Pero no todo es dinero. El músico de sesión gana en reconocimiento dentro de su nicho. El multiinstrumentista, en flexibilidad. Y en crisis, la flexibilidad suele ganar. Durante la pandemia, muchos estudios cerraron. Los músicos que podían grabar desde casa, con múltiples instrumentos, fueron los primeros en volver a trabajar.
Salvo que el género exija especialistas. En el flamenco, por ejemplo, intentar tocar palmas, cajón y cante al mismo tiempo puede considerarse una falta de respeto. Allí, la profundidad gana a la amplitud. Y eso, en cierto modo, protege la tradición.
Preguntas Frecuentes
¿Se puede vivir de ser multiinstrumentista en el mundo actual?
Sí, pero no es fácil. La mayoría combina conciertos, grabaciones, clases y producción. Un multiinstrumentista promedio en España gana entre 18.000 y 32.000 euros anuales, dependiendo de su red de contactos y presencia digital. En EE.UU., la cifra puede duplicarse si hay trabajo en cine o publicidad. Pero basta decir: no es una carrera para los débiles de corazón.
¿Cuál es el número mínimo de instrumentos para ser considerado multiinstrumentista?
No hay un número oficial. Tres instrumentos es una línea común, pero lo decisivo es el nivel. Si tocas guitarra, bajo y teclado lo suficientemente bien como para grabar con ellos profesionalmente, ya calificas. Aunque el piano no sea tu fuerte, si lo usas funcionalmente, cuenta.

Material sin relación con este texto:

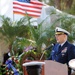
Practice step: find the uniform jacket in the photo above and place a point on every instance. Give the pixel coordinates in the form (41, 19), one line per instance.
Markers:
(64, 54)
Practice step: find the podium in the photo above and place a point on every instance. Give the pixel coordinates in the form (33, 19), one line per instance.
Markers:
(51, 68)
(55, 68)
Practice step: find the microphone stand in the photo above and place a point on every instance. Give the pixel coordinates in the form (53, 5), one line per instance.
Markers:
(46, 50)
(42, 54)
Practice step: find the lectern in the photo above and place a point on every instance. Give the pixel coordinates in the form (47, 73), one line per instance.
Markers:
(51, 68)
(55, 68)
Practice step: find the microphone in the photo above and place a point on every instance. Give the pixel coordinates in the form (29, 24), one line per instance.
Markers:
(50, 46)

Y sí, también cuenta si uno de ellos es un instrumento raro —como el theremín o el hang drum. A menudo, eso da más visibilidad.
¿Es posible estudiar multiinstrumentalismo en conservatorio?
Algunos conservatorios ofrecen grados en “música creativa” o “producción musical” donde el enfoque es transversal. Pero en general, el sistema sigue basado en la especialización. El Royal College of Music de Londres lanzó en 2023 un programa piloto de “sonic versatility”, enfocado en músicos que integran instrumentos acústicos, electrónicos y vocales. Los resultados aún escasean, pero el interés crece.
La conclusión
Llamarlo "multiinstrumentista" es práctico, pero limitado. Yo encuentro esto sobrevalorado: la obsesión con etiquetar. Tal vez deberíamos dejar de preguntar “¿cómo se le dice?” y empezar a preguntar “¿qué escucha?”. Porque al final, no importa cuántos instrumentos toques si no logras hacernos sentir algo.
Hay músicos que dominan decenas de herramientas sonoras y pasan desapercibidos. Y otros que con un ukelele y una voz rota nos dejan sin aliento. La música no se mide en instrumentos, sino en resonancia. Y honestamente, no está claro que necesitemos una palabra para todo.
Pero si insistes… sí, se llama multiinstrumentista. Aunque eso, en el fondo, apenas roza la superficie.